CesiumGS / 3d-tiles

Specification for streaming massive heterogeneous 3D geospatial datasets :earth_americas:
2.13k stars 469 forks source link

Decouple spatial subdivision and metadata from 3D Tiles #519

Closed pjcozzi closed 2 years ago

pjcozzi commented 3 years ago

This is a roadmap item for an idea we have discussed but I don't think we have written down.

3D Tiles is basically:

3D Tiles Next is basically

As we look to metaverse use cases such as

3D Tiles has the opportunity to broadly solve spatial subdivision and metadata interoperability, e.g.,

  1. Spatial subdivision with USD as the tile payloads
  2. Spatial subdivision within a glTF file with glTF nodes as the payload
  3. glTF asset with just the metadata extensions to describe a car that can be imported into multiple metaverses
  4. USD asset using a metadata semantic extension and the core metadata type system, but a USD-appropriate encoding

I believe some of these use cases are already possible (3 for sure) and that others are just about there so this could be more about positioning, documenting, and inspiring than any major changes. Just asking that we have the decoupling thought through and the big metaverse ecosystem interoperability vision in mind.

CC @donmccurdy @lilleyse @ptrgags

ptrgags commented 3 years ago

1) we haven't talked about USD before, but there's nothing stopping one from defining a 3DTILES_content_USD (perhaps with a better name, to a newcomer that might sound like you're storing money in a tileset...) extension someday. 2) That's a big question, "should 3D Tiles 2.0 be a single binary file that's more glTF like?... should 3D Tiles 2.0 be a glTF + extensions?" 3) that can be supported with EXT_mesh_features today, just create a car class. For interoperability, A. The game industry would have to define what set of standard semantic values (e.g. CAR_PAINT_COLOR, CAR_MANUFACTURER, CAR_FUEL_EFFICIENCY) they want to use and B. would probably make sense to make an external schema JSON for the class definition so it can be shared. 4) I've never worked with USD files before so not sure the technical details here. One could define a USD extension to add metadata using concepts from the Cesium 3D Metadata specification. This would be similar to how EXT_mesh_features brings metadata capabilities to glTF.

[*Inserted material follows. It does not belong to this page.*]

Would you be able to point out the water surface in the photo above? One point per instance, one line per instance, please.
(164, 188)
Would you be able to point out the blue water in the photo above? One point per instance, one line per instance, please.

Does USD makes sense in a 3D Tiles context? I think this needs more context and understanding of the USD format on my part. Is the goal still to stream tiles over a network? or is it meant to be packaged with the assets for a game client? is USD optimized for efficient transmission? what about runtime use?

pjcozzi commented 3 years ago

@ptrgags

Also I should have explicitly mentioned another metaverse / AR use case:

donmccurdy commented 3 years ago

One comment on (3) and "glTF asset with just the metadata extensions" —

EXT_mesh_features is geared toward "features", loosely defined as space-occupying subcomponents within an optimized mesh or texture. This will be very useful for metadata about details in complex scenes. When talking about metadata that describes the entire asset, or non-spatial concepts within it (materials, audio, etc.) we might be more in the territory of KHR_xmp_json_ld metadata. But either way, this can be represented.

pjcozzi commented 3 years ago

EXT_mesh_features is geared toward "features", loosely defined as space-occupying subcomponents within an optimized mesh or texture. This will be very useful for metadata about details in complex scenes. When talking about metadata that describes the entire asset, or non-spatial concepts within it (materials, audio, etc.) we might be more in the territory of KHR_xmp_json_ld metadata. But either way, this can be represented.

@donmccurdy roger that.

Let me back up on metadata in general.

I believe metadata in 3D Tiles Next is architected roughly with the following separation of concerns, from bottom of the stack to the top:

  1. Type system (Cesium 3D Metadata Specification)
  2. Encoding (JSON or binary) and granularity (vertex or texel or glTF object property / node or 3D Tiles tile/etc) (EXT_mesh_features and 3DTILES_metadata)
  3. Extensions that define dictionaries with actual semantics (e.g., Cesium Metadata Semantic Reference)

I think this is close to how we would want to separate concerns to allow an ecosystem of semantic metadata extensions, e.g., how to import a photogrammetry city model into different engines that includes the material types of the exterior walls, or importing a car model into different engines and knowing the coefficient of friction of the tires, but that (2) may be too coupled. Seems like there should exist logically (but perhaps not physically) this stack:

  1. Type system
  2. Encoding in JSON and binary
  3. Encoding at different granularities
  4. Encoding into different containers, e.g., glTF, 3D Tiles, or USD
  5. Semantic dictionaries

I think the raw concepts are all here but I am not sure that the current specs are decoupled in the right way to allow ecosystems of (4) and (5) to develop. I don't know that we need to do a big change at the moment, but this is something we should explore as we get community feedback on 3D Tiles Next and strive to architect something that can be a 10 year or more foundation for the metaverse.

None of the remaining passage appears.